NOTE: I changed the title from multiple inheritance to nested inheritance after being corrected of using the wrong term.

Thanks

Steve

+2  A: 

The best way, would be to have the RecurringEvent, and each object has information on when it recurs, probably every n days (or even hours, minutes).

From these two lines, I'm guessing you're making a calendar? You will probably want to make a different class (sub class of recurring event) for events that recur in non standard ways (for example, third monday of the week, first monday in October, and the like).

And just so you know, this isn't multiple inheritance, multiple inheritance is when a single class has more than one direct parent class. In this case, RecurringWeeklyEvent extends RecurringEvent which extends Event. With multiple inheritance, it would be RecurrungWeeklyEvent extends RecurringEvent and Event (I'm not sure the syntax to do this in php or java).

Jeffrey Aylesworth
@Jeffrey - there is no syntax for multiple inheritance in Java. It is not supported.
Stephen C
A: 

I would call it nested inheritance maybe. Either way don't try to find a problem here. You just stop nesting inheritance when you don't feel comfortable with it anymore.

Sergej Andrejev
+2  A: 

multiple inheritance is actually something a bit different. Multiple inheritance is where your class inherits from multiple interfaces / superclasses. What you have is a regular run-of-them-mill class hierarchy which I believe is perfectly fine. I find that sometimes one can get carried away with creating overly complex object hierarchies, so just be aware of that. Your design looks acceptable to me though.

darren
+3  A: 

To quote David West:

The definition of inheritance then becomes, "A superordinate-subordinate relationship between classes in which the subordinate (child) has the same behaviours (responsibilities) as the superordinate (parent) plus at least one additional."

So what you're doing seems fine, so long as you're adding behaviour to your derived classes (i.e., inheritance is not a tool for adding in extra members), and (preferably) not altering the defined behaviour of the bases classes.

Elaboration

What duffymo says is correct.
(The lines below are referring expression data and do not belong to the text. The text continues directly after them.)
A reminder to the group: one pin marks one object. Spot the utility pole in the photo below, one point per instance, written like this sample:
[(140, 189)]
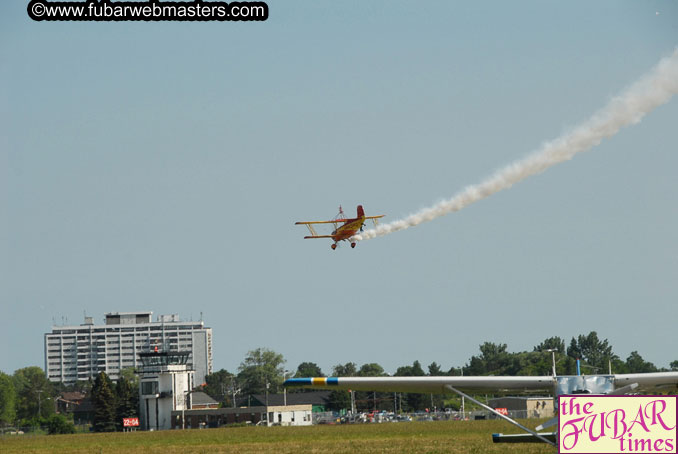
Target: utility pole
[(285, 388), (39, 402)]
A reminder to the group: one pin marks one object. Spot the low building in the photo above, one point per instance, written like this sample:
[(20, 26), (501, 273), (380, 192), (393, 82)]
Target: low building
[(525, 407), (165, 382), (272, 415), (201, 401), (317, 399)]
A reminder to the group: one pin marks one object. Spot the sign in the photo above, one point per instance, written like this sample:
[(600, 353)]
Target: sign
[(130, 422), (616, 424)]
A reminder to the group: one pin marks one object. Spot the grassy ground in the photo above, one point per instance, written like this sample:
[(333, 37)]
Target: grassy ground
[(413, 437)]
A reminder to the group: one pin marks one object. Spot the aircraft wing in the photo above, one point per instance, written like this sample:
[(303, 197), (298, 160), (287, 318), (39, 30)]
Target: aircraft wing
[(435, 385), (334, 221), (653, 381)]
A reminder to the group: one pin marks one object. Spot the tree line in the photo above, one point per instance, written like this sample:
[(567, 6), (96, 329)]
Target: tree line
[(28, 398), (263, 371)]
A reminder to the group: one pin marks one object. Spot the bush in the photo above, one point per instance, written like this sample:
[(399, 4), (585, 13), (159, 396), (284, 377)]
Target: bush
[(59, 424)]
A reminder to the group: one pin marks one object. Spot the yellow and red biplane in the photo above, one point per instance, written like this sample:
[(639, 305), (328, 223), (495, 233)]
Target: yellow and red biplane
[(344, 228)]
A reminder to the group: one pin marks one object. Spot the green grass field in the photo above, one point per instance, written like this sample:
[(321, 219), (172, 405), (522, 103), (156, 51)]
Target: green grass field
[(413, 437)]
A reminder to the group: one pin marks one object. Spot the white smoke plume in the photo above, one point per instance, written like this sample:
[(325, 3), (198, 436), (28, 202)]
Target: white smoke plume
[(651, 91)]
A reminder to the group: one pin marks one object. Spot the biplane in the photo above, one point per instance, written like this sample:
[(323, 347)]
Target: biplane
[(344, 228)]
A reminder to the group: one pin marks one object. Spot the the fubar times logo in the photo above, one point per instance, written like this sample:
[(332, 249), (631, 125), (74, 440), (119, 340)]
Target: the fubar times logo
[(617, 424)]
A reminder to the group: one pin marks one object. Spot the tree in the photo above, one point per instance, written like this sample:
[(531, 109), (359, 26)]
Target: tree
[(596, 353), (34, 393), (262, 369), (551, 343), (345, 370), (493, 360), (103, 401), (339, 400), (413, 401), (309, 370), (636, 364), (434, 370), (8, 400)]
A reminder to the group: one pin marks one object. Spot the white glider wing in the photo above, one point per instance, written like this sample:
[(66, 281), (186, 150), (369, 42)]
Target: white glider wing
[(596, 384), (435, 385)]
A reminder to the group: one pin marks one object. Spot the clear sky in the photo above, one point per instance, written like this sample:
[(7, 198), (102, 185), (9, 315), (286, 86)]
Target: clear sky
[(161, 166)]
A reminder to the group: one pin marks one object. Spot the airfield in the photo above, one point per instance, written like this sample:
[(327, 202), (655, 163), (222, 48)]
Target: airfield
[(411, 437)]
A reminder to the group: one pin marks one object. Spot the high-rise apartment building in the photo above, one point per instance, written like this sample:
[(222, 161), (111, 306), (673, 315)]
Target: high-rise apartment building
[(74, 353)]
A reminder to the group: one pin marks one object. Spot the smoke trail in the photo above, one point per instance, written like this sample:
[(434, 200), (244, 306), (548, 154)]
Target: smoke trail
[(651, 91)]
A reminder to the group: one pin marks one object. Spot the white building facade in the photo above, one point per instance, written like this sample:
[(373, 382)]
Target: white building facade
[(165, 383), (75, 353)]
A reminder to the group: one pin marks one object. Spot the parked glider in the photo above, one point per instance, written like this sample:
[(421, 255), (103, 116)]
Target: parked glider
[(344, 228), (612, 384)]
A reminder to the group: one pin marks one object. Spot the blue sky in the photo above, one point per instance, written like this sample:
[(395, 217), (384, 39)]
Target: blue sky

I want to add my 2p from my interpretation of what David West says in his book.

Overriding methods should be avoided where possible. Changing the behaviour of a method in a child class could lead to confusion for implementers.

(I'm still getting my head around OOP and Object Thinking.)

Matt Ellen
Hi Matt, can you elaborate a bit on what you mean by behaviour? Does this mean that a class should only be derived if that class has added/overridden methods and not only additional members?
stjowa
"behavior" means methods. Either you add new methods or override existing ones.
duffymo
A: 

I think you would be better served changing the title to "Deeply nested inheritence - Bad or Good?"

slebetman
You should really use a comment for suggestions like these, rather than posting it as an answer. *(Seeing as this is a comment, not an answer ;-)*
Atli
+1  A: 

I wouldn't call it nested inheritance, just 'Deep inheritance tree'.

Looking at your example I wouldn't create a WeeklyRecurringEvent. It is inflexible for extension if you add more time steps (you then would create classes TwoWeeklyRecurringEvent, MonthlyRecurringEvent), which gets confusing and end up with a lot of dedicated classes. For that I would skip inheritance and a more composed approach:

The last time I wrote PHP is a while ago, I just present the idea in Java, should be enough to get the idea:


class RecurringEvent extends Event{
   RecurringStep step;

   RecurringEvent(RecurringStep step){
     this.step=step;
   }
}

enum RecurringStep{
  MONTHLY,WEEKLY,DAILY,YEARLY;
}

For making it easier to create recurring events inside code I maybe would also offer factory methods:


class RecurringEventFactory{
...
  static createDailyEvent(){
     return new RecurringEvent(DAILY);
  }
...
}

Of course you could encapsulate factory methods directly to the RecurringEvent class.